Part L, the Code for Sustainable Homes and the definition of Zero Carbon Homes have all been brought into the forefront following a quick-fire succession of press releases and consultation announcements from various Government departments. Now the dust has settled, we can focus on the key changes and timescales.
Part L details may be released next month
Starting with Building Regulations – we know as a certainty that a new Part L is going to go live in April 2014. We are still waiting on the finer details to be released (which are expected in the next month), but we know a few nuggets of information for certain:
The Target Emission Rate in England is going to be lowered by 6% for the domestic sector and 9% for commercial. The Welsh emission rate is being reduced by 8%. These cuts are lower than many in the industry thought.
Also, a second target, measuring Fabric Energy Efficiency (FEE) is being brought in to the SAP assessment for England. This will ensure houses will be insulated to a particular standard, which means builders will not be able to rely on low carbon heating systems or renewable technology alone.
These changes will come into force on new developments from next April, so it’ll be at least eight months before anybody has to start building to this tighter standard. When Part L has been updated previously, there has been a 12 month transition allowance (meaning you could register a site before the regulations changed, and then have 12 months to start on site). It’s not yet been confirmed how a transition will work this time.
The Housing Standards Review
Elsewhere, the Housing Standards Review has released a consultation document which looks at removing unnecessary regulations in eight key areas, which includes energy and water efficiency, materials, space and accessibility.
It suggests many areas which are currently covered by the Code should no longer be enforced, either because some elements will soon be commonplace (such as smart meters and renewables), or because there are better ways of doing things (such as allowing the market to lead on materials standards, rather than dictating specific requirements.)

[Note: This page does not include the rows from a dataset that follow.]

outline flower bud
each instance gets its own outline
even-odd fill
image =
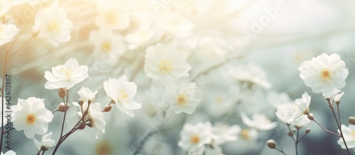
[[[275,149],[276,148],[276,142],[273,139],[268,139],[266,141],[266,145],[270,148],[270,149]]]
[[[104,108],[104,112],[109,112],[111,111],[112,109],[112,106],[111,105],[105,105],[105,108]]]
[[[61,98],[64,98],[64,97],[65,97],[66,95],[67,95],[67,90],[65,88],[61,88],[58,89],[59,97],[60,97]]]
[[[349,122],[349,124],[355,125],[355,117],[349,117],[348,122]]]
[[[310,133],[310,128],[307,127],[306,131],[305,131],[306,134]]]
[[[65,105],[64,104],[64,103],[59,103],[57,108],[58,108],[58,110],[60,112],[65,112],[66,110],[67,110],[69,109],[70,106],[70,105],[69,103],[67,103],[67,108],[65,108]]]

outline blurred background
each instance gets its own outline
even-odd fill
[[[13,0],[12,3],[6,22],[16,23],[23,32],[10,52],[31,36],[37,10],[57,1]],[[61,98],[56,90],[45,89],[44,72],[74,57],[80,64],[89,67],[89,76],[70,90],[71,102],[77,101],[77,91],[86,86],[98,90],[95,101],[106,105],[110,98],[103,82],[124,74],[137,85],[134,99],[142,103],[142,108],[134,110],[134,118],[116,108],[105,113],[106,132],[98,139],[91,129],[75,132],[57,154],[131,154],[141,147],[140,154],[187,154],[178,146],[183,125],[206,121],[240,125],[242,130],[236,135],[239,139],[222,146],[225,154],[281,154],[266,146],[269,139],[275,139],[287,154],[295,154],[293,141],[286,134],[287,126],[275,116],[275,101],[268,96],[285,93],[293,102],[307,91],[312,96],[310,112],[323,126],[337,132],[324,97],[312,93],[299,76],[300,64],[322,53],[337,53],[346,62],[349,74],[340,104],[342,124],[347,126],[347,118],[355,116],[355,96],[351,91],[355,88],[354,1],[59,0],[58,3],[73,22],[71,39],[54,47],[40,35],[9,59],[6,74],[11,76],[12,105],[16,104],[17,98],[35,96],[44,98],[48,109],[55,109]],[[91,35],[113,23],[120,25],[112,30],[120,39],[111,42],[111,46],[118,46],[119,54],[104,50],[102,47],[104,36]],[[170,111],[161,130],[138,146],[144,135],[161,123],[165,103],[160,96],[164,86],[147,77],[143,69],[146,49],[158,42],[173,43],[186,50],[187,62],[192,67],[190,78],[202,90],[204,99],[192,115]],[[0,47],[0,51],[5,51],[5,47]],[[4,52],[0,52],[1,67],[4,57]],[[4,69],[0,68],[2,72]],[[252,79],[250,86],[246,86],[239,79],[246,74]],[[72,108],[65,132],[78,119],[77,109]],[[249,117],[261,113],[271,121],[278,122],[278,127],[258,131],[255,137],[250,137],[250,127],[241,119],[241,111]],[[62,115],[54,113],[49,124],[48,131],[53,132],[52,138],[56,142]],[[337,144],[337,137],[315,122],[308,127],[311,132],[300,142],[299,154],[346,154],[346,150]],[[11,149],[17,154],[37,153],[33,140],[27,139],[23,131],[11,133]],[[50,154],[53,149],[45,154]]]

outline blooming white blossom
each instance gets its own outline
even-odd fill
[[[95,96],[97,93],[97,91],[92,92],[89,88],[87,87],[82,87],[80,91],[77,91],[77,93],[80,96],[80,99],[82,102],[86,102],[90,101],[92,102],[95,99]]]
[[[251,120],[244,113],[241,113],[241,120],[249,127],[256,128],[259,130],[270,130],[278,125],[276,122],[271,122],[265,115],[254,113]]]
[[[18,28],[17,28],[16,25],[13,24],[6,25],[0,23],[0,46],[11,42],[18,32]]]
[[[43,101],[35,97],[18,98],[16,106],[11,108],[14,113],[13,127],[18,131],[23,130],[28,138],[47,132],[48,123],[53,118],[52,112],[45,108]]]
[[[79,65],[77,59],[68,59],[64,65],[58,65],[52,68],[52,72],[46,71],[45,78],[48,81],[45,83],[47,89],[65,88],[70,89],[74,85],[79,84],[89,76],[86,65]]]
[[[159,80],[163,85],[180,77],[188,76],[192,67],[187,55],[173,45],[158,43],[146,50],[144,71],[148,77]]]
[[[137,92],[137,86],[133,82],[128,81],[125,75],[119,79],[109,78],[104,82],[104,88],[123,113],[133,117],[132,110],[139,109],[142,106],[141,103],[132,100]]]
[[[16,155],[16,153],[12,150],[9,150],[6,151],[5,154],[3,154],[1,151],[1,155]]]
[[[64,9],[55,3],[49,8],[39,10],[36,14],[33,31],[39,31],[40,35],[45,36],[52,45],[58,47],[59,42],[70,40],[72,27],[72,22],[67,19]]]
[[[307,92],[305,92],[305,93],[302,95],[301,98],[297,98],[295,101],[295,103],[293,105],[293,116],[290,117],[287,122],[290,123],[302,115],[308,114],[310,101],[311,97]]]
[[[303,62],[298,70],[306,86],[311,87],[315,93],[322,92],[326,96],[331,96],[334,88],[342,88],[349,74],[345,62],[336,53],[331,55],[323,53],[313,57]]]
[[[349,125],[348,127],[344,125],[342,125],[342,132],[343,132],[344,139],[346,142],[348,148],[355,147],[355,125]],[[340,133],[340,130],[338,130],[338,132]],[[342,147],[342,149],[346,149],[345,143],[342,138],[339,138],[338,140],[338,144]]]
[[[89,40],[94,45],[93,54],[95,57],[102,58],[102,55],[108,54],[115,62],[126,52],[122,36],[114,34],[111,30],[102,28],[92,30]]]
[[[201,154],[205,150],[204,144],[212,142],[212,125],[209,122],[196,125],[185,123],[180,132],[181,139],[178,145],[190,152]]]
[[[164,101],[171,104],[175,113],[184,112],[192,114],[202,100],[203,92],[194,82],[190,82],[188,79],[182,79],[170,83],[162,96]]]
[[[43,134],[43,136],[42,136],[40,142],[33,138],[33,142],[35,143],[37,149],[40,150],[42,149],[42,148],[45,148],[45,150],[43,151],[46,151],[50,147],[55,146],[55,141],[50,139],[51,137],[52,137],[52,132]]]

This consultation is open until October 22nd, which means you can have your say on the findings. If the report is left unchanged it is highly likely that the requirement for Code will be phased out over the next couple of years. We’re expecting some definite news around the time of the Part L release next April.
2016 and the Zero Carbon Homes target
The final chunky document is another consultation – this one is looking at 2016 and the Zero Carbon Homes target. The Government is still committed to having a Zero Carbon Homes policy in place by the end of 2016, but the definition of ‘Zero Carbon’ is to be made easier to achieve.
Another term - Allowable Solutions - is going to become a more common phrase in the industry. The Government has acknowledged that it won’t be possible for every new building to produce zero emissions, so ‘Allowable Solutions’ are ways of working around this. Ideas range from creating a CO2 bank account where renovations to old buildings could offset new buildings, to an offset payment to a local authority who could then invest in wind and solar farms. Again, this paper is open for comments; you have until October 15th to have your say.
There has been no announcement yet on when Allowable Solutions will be properly defined, but as this won’t be going live for another three years, there’s unlikely to be a rush.